The contemplation of women, as seen through the interlocking history of painted portraiture, photography and film, constitutes the most recent project of the 90-year-old French visual essayist and recluse known by the name of Chris Marker. 

In a show taking up both Peter Blum SoHo and Chelsea galleries, over 200 photographs, made from digital images taken with a surreptitious camera by Marker on the Paris Metro during 2008-2010, record the appearance, attire and immediate surroundings of mostly female passengers. Marker records their beauty, reverie, anxiety, wariness and more with sympathetic ardor tinged with voyeurism.

Each image is mounted frameless on a piece of sheet metal that is raised about half an inch from the wall, making it look less like a work of art and more of an advertising image or information card such as one would see next to something more substantial in a museum or institution.

The longer each image is contemplated the greater the complexity that reveals itself, most often a kind of doubling or rhyming with other unsuspecting passengers, advertising that contains images of the bodies and faces, and often the repetitious framing and reframing that constitutes the visual life of the metro in motion. 

This series of photographs, the first Marker has produced in color, have been manipulated via various computer programs, but they still have the effect of quick clicks from a cell phone camera.
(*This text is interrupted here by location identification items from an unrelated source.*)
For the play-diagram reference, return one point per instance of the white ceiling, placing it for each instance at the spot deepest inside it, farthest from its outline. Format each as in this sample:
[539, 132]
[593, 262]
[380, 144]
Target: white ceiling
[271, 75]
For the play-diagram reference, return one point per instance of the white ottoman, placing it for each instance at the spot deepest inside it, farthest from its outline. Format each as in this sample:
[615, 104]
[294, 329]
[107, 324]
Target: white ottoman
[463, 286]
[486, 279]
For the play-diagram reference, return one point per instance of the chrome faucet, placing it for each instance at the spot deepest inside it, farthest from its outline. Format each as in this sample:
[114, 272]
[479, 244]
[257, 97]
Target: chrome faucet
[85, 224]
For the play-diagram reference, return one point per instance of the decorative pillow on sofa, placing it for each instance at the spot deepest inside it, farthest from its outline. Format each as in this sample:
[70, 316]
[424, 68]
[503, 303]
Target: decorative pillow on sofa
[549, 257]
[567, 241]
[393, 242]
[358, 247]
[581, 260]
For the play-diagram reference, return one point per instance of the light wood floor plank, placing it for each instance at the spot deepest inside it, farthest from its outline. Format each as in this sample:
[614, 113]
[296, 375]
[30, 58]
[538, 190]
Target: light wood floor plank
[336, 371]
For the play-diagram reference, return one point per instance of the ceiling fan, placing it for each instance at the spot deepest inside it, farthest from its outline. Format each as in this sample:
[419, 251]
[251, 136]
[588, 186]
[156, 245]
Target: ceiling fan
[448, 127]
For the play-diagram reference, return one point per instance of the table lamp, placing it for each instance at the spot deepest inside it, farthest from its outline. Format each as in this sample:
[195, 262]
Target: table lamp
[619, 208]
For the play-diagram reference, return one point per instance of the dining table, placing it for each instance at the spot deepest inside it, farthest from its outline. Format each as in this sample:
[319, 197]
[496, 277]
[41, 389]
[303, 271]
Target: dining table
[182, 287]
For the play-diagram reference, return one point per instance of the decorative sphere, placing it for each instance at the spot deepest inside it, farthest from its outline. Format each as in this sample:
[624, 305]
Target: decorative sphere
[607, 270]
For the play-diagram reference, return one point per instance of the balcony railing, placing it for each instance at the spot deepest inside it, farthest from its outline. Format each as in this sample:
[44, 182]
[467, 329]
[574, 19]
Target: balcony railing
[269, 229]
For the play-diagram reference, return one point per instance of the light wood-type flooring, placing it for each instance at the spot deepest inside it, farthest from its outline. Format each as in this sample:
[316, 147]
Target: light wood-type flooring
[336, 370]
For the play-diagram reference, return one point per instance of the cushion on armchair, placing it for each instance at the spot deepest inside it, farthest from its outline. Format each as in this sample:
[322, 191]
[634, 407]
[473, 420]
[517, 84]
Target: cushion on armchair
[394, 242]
He has long been on the forward edge of whatever computer and imaging technology has developed and may have adjusted them to create the slightly washed out fluorescent light effect in the images that often overexposes certain light-reflecting surfaces. It takes away any sense that one is perusing a composed picture. The predominantly blurred edges of the figures and their surroundings give an effect of movement, underlining the continuity of location. 

These manipulations simply make the images seem rawer, and as the viewer moves from one panel to the next, more implicated in an involuntary intimacy both with the subject and the sneaky author. Luckily, it has a warming effect, moment to moment, they can be profoundly moving. 

Marker is nothing if not soulful, but he is equally a wry, persistent interrogator of the medium. A willingness to dispense with artiness in favor of the quotidian have made him a favorite of contemporary artists such as Rirkrit Tiravanija and an influence on such artists as James Coleman.

For example in the color photograph Untitled # 78 (2008-10), a woman is slumped into a metro seat with a bleached out aura coming off of her arms, forehead and the chrome bar of the seat behind her, while her image is doubled in the window reflection. The picture is taken from above so the woman is descending, accentuating forward momentum. As with all the pictures, a mini-narrative is implied, much the way we make up own stories while looking at fellow subway passengers.

Markers' statement for the show describes the images as encounters with the models of famous painters "still among us." In the SoHo gallery is a back wall of four photos that depart from the dominant sense of verité by pairing women from the metro with photoshopped examples of paintings such as Leonardo's Mona Lisa, whom he places next to a woman of African descent, Ingres' Mademoiselle Caroline Riviere, paired with a young Caucasian woman with alabaster pallor, and two others. 

But Marker is not about to let the viewer forget how the information reaches us. The train seems to be the silent partner here, the train being the premier reflexive event and traditionally how film referred to itself within itself. The film-object-ribbon is threaded through the projector, like the train on its track. It is omnipresent through the series of pictures, arranged like film stills, Marker's touchstone, along with compelling portraits of women. As the fictional narrator in Markers' 1982 filmic-essay-masterpiece San Soleil observes, "All women have a built in grain of indestructibility. And men's task has always been to make them realize it as late as possible."

Chris Marker, "Passengers," Apr. 2-June 4, 2011, at Peter Blum SoHo, 99 Wooster Street, New York, N.Y. 10012, and Peter Blum Chelsea, 526 West 29th Street, New York, N.Y. 10001.

JOE FYFE is a New York painter, curator and art critic.